En résumé un projet peut-être dit prédictible si les items sont rapides à réaliser et si l'écart type de la vélocité moyenne est faible, mais dans ce cas, à quoi sert l'estimation puisque le projet est intrinsèquement prédictible ! Mesurer le débit (Nb d'items Done par semaine) suffit largement !

Conclusion

L'Agilité nous pousse à traiter des besoins et non pas des solutions.

Estimer la complexité d'une solution est très fastidieux pour les développeurs et génère des tâches de découpage qui ne créent pas de valeur pour le client.

Estimer la complexité d'un besoin revient à parler de l'incertitude associée et c'est un exercice qui permet rapidement de challenger le client sur le POURQUOI.

Les projets sont dits prédictibles lorsque la taille des items est petite et que le contexte est faiblement porteur d'incertitude.

L'estimation dans un projet prédictible ne sert à rien, la mesure du débit (Cf. Kanban) est largement suffisante.

Dans les projets où l'incertitude est forte, l'estimation ne permet pas de donner de la prédictibilité, au mieux des fourchettes d’atterrissage qui se précisent avec le temps.
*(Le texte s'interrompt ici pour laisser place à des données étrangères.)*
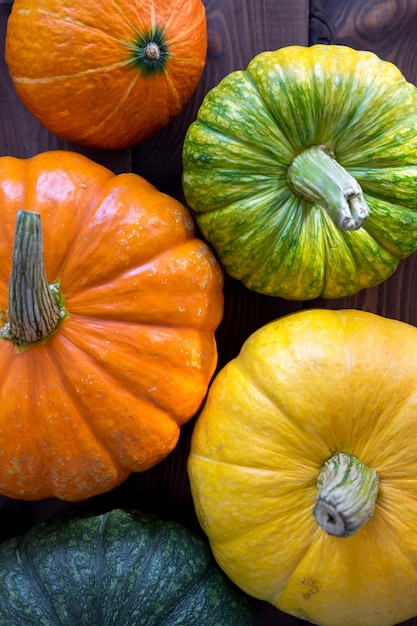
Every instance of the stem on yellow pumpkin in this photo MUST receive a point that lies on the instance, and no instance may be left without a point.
(318, 177)
(347, 493)
(34, 306)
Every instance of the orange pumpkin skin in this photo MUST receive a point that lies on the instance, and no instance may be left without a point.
(106, 393)
(79, 65)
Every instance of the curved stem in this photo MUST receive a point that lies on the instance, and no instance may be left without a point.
(347, 495)
(319, 178)
(152, 52)
(33, 311)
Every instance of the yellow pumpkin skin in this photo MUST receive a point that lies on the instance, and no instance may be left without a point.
(105, 394)
(305, 387)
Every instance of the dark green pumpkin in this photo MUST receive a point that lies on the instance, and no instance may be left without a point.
(302, 171)
(118, 568)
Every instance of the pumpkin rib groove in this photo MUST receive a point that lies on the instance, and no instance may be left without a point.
(259, 149)
(51, 79)
(27, 564)
(119, 378)
(78, 24)
(116, 110)
(85, 412)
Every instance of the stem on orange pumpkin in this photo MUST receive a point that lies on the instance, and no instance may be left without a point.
(317, 176)
(347, 493)
(34, 306)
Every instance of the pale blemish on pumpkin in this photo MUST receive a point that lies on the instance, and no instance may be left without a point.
(312, 586)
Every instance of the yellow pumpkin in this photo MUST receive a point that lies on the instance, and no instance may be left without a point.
(303, 467)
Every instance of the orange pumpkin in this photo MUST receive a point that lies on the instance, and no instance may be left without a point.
(106, 74)
(98, 371)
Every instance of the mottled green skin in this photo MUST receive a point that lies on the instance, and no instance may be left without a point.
(124, 569)
(248, 130)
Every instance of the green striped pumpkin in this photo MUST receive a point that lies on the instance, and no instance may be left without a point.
(302, 171)
(118, 569)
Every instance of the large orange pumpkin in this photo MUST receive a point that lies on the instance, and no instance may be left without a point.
(106, 74)
(98, 373)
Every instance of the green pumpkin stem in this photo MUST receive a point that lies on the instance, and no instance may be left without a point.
(318, 178)
(34, 311)
(347, 493)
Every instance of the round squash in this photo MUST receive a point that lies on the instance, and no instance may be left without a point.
(117, 568)
(105, 74)
(303, 467)
(107, 336)
(302, 171)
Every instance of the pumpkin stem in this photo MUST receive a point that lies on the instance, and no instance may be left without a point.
(316, 176)
(34, 307)
(347, 495)
(152, 52)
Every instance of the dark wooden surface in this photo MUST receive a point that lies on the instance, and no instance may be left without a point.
(238, 30)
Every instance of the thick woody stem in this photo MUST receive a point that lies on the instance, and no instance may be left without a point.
(318, 177)
(347, 493)
(33, 311)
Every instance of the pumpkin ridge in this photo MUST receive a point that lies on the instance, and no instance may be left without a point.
(258, 148)
(173, 414)
(203, 579)
(78, 403)
(51, 79)
(30, 571)
(120, 103)
(77, 23)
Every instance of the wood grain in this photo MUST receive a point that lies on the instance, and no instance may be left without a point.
(238, 30)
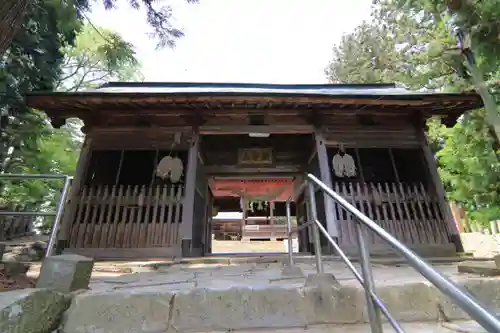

Limiter l'incertitude pour rendre un projet plus prédictible prend du temps et coûte de l'argent, cela revient à dire au client : "pour vous donner une date de fin précise, je vais devoir enlever des fonctionnalités, qu'en pensez-vous ?"  - je vous laisse imaginer sa réponse !

L'entreprise doit prendre connaissance de tous ces paramètres pour décider où placer son effort et son investissement en fonction de ses priorités.